ECCV 2026 Accepted

Evaluating and Enhancing Negation Comprehension in Remote Sensing MLLMs

RS-Neg evaluates whether remote sensing MLLMs truly understand negation, and NeFo improves this ability through lightweight test-time learning.

Haochen Han^*, Jue Wang^*, Alex Jinpeng Wang^†, Fangming Liu^†

Peng Cheng Laboratory Tsinghua University Central South University

* Equal contribution. † Corresponding authors.

Paper Code Dataset PDF

RS-Neg covers negation-conditioned remote sensing tasks from region-level grounding to scene-level reasoning.

Abstract

Multimodal Large Language Models have shown strong performance on remote sensing tasks, but their ability to understand negation remains underexplored. This limitation matters in practical scenarios where models must identify what is absent or false, such as non-flooded routes during emergency response.
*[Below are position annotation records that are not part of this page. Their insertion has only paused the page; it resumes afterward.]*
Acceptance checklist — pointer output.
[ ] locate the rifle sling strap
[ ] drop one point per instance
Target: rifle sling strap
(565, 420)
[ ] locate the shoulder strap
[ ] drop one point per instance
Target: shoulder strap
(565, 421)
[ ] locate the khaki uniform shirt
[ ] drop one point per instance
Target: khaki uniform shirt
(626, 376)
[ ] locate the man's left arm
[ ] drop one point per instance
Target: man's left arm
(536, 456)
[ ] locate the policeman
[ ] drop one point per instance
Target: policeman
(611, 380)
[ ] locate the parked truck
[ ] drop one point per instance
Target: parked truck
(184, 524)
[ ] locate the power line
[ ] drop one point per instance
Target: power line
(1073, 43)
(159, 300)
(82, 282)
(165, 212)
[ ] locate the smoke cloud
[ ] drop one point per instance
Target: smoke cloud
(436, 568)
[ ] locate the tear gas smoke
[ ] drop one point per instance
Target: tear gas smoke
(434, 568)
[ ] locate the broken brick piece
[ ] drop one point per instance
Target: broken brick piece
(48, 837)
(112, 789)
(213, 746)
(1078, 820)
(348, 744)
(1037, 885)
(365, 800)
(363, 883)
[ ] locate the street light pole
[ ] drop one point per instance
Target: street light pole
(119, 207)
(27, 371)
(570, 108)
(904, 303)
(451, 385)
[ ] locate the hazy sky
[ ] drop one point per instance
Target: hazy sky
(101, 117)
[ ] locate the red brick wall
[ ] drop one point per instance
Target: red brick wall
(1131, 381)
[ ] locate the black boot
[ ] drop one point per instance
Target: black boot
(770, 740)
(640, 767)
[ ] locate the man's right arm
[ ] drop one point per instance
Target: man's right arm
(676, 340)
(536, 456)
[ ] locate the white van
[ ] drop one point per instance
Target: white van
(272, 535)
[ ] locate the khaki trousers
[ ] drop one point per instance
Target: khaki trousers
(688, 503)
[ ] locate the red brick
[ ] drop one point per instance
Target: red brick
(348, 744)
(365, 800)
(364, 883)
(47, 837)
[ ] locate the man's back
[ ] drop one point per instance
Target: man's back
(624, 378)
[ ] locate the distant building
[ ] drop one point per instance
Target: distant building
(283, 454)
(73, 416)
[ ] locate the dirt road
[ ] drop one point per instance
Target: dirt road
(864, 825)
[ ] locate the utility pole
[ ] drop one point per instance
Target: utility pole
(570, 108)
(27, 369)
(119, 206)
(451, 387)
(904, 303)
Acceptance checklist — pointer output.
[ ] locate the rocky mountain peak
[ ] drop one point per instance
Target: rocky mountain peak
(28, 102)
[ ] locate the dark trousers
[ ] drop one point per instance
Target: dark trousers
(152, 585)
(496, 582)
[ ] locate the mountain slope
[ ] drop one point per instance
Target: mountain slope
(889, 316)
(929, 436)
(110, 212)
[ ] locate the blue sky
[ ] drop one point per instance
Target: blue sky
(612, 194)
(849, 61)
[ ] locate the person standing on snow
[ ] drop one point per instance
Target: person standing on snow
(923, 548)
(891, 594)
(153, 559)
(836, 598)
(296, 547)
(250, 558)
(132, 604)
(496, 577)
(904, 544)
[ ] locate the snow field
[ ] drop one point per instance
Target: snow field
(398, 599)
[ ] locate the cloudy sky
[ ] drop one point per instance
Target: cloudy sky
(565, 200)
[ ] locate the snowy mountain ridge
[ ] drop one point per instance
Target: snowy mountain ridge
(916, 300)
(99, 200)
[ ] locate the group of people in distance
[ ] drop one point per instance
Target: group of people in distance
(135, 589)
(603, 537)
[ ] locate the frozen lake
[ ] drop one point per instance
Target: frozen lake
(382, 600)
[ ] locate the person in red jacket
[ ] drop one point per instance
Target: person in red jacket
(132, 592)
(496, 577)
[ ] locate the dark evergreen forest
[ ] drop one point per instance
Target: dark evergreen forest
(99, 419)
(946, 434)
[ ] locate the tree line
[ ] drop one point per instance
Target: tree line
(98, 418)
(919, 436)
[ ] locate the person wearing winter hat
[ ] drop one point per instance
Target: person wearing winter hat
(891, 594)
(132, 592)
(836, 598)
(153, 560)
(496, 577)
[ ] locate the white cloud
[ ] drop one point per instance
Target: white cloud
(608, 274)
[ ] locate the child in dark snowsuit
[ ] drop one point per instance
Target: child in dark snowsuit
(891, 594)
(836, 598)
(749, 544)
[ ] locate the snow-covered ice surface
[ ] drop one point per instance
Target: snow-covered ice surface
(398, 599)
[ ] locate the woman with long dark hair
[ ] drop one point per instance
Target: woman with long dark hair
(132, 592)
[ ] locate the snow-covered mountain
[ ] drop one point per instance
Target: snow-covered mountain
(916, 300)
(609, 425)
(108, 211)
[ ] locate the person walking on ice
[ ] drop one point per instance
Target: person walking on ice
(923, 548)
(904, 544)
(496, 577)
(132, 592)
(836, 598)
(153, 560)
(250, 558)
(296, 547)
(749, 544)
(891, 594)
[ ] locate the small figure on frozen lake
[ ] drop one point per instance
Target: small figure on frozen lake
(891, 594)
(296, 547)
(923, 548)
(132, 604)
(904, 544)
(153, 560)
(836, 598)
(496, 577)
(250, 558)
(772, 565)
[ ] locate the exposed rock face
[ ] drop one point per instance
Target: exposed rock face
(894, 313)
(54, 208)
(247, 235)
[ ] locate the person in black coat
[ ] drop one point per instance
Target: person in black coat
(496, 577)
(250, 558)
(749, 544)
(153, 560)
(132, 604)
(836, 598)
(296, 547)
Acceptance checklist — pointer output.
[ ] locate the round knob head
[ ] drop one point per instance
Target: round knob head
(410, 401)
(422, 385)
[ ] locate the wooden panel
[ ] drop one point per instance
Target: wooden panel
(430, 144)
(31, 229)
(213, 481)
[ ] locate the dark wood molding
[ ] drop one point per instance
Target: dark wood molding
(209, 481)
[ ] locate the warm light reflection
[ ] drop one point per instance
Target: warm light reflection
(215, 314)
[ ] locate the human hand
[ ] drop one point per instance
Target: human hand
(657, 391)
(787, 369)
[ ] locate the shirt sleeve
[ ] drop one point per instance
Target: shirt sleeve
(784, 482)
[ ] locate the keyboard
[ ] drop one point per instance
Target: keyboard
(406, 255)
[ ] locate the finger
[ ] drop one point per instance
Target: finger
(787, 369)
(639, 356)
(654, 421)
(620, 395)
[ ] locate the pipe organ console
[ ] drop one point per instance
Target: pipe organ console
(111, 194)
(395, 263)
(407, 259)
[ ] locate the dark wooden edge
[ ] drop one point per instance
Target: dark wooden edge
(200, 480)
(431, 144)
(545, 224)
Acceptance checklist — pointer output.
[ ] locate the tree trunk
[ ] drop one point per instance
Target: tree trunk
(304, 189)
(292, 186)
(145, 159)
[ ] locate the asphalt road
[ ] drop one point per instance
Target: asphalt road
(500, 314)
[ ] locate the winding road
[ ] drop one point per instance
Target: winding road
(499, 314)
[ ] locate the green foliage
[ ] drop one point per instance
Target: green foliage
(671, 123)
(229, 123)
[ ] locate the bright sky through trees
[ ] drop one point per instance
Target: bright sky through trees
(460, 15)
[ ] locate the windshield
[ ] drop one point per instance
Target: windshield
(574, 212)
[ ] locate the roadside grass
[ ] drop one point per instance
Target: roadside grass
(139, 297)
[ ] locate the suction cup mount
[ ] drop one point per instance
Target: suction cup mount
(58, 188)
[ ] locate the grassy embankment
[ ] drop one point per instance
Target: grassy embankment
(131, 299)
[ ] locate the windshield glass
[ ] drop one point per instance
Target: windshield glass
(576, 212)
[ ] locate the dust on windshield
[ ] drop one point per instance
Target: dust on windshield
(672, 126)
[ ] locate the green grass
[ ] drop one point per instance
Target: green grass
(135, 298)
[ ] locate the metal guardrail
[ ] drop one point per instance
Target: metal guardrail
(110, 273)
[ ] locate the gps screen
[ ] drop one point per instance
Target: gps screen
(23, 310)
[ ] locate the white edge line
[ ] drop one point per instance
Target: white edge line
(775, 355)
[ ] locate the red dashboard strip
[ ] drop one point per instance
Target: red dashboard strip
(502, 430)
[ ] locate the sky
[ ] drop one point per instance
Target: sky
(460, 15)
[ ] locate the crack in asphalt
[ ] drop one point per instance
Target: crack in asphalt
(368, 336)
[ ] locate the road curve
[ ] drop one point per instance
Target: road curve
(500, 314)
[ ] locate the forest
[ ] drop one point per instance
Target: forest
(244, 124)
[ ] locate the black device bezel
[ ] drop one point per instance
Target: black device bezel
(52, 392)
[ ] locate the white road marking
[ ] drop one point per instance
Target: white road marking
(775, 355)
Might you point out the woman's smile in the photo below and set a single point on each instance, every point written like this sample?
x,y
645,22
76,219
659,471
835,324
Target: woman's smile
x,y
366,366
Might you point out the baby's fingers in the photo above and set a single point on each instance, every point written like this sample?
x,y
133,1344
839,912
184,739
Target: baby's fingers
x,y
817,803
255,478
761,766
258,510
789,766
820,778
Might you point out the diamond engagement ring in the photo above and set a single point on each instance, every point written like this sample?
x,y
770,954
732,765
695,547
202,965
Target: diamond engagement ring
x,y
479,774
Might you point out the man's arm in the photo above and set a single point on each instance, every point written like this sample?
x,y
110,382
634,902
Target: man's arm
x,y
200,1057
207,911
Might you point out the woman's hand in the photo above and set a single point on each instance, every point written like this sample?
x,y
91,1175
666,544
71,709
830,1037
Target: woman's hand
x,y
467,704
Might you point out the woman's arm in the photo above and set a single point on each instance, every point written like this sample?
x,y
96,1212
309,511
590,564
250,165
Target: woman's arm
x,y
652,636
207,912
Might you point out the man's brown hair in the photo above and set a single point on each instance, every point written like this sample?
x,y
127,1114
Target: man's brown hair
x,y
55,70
We introduce RS-Neg, the first benchmark for evaluating negation understanding in remote sensing MLLMs across region-level and scene-level tasks. We also propose NeFo, a test-time learning method that explicitly models the logical role of negation and improves robustness using only a small amount of unlabeled test data.

Contributions

RS-Neg benchmark. 22,464 negation-aware samples spanning VQA, MCQ, visual grounding, and scene classification.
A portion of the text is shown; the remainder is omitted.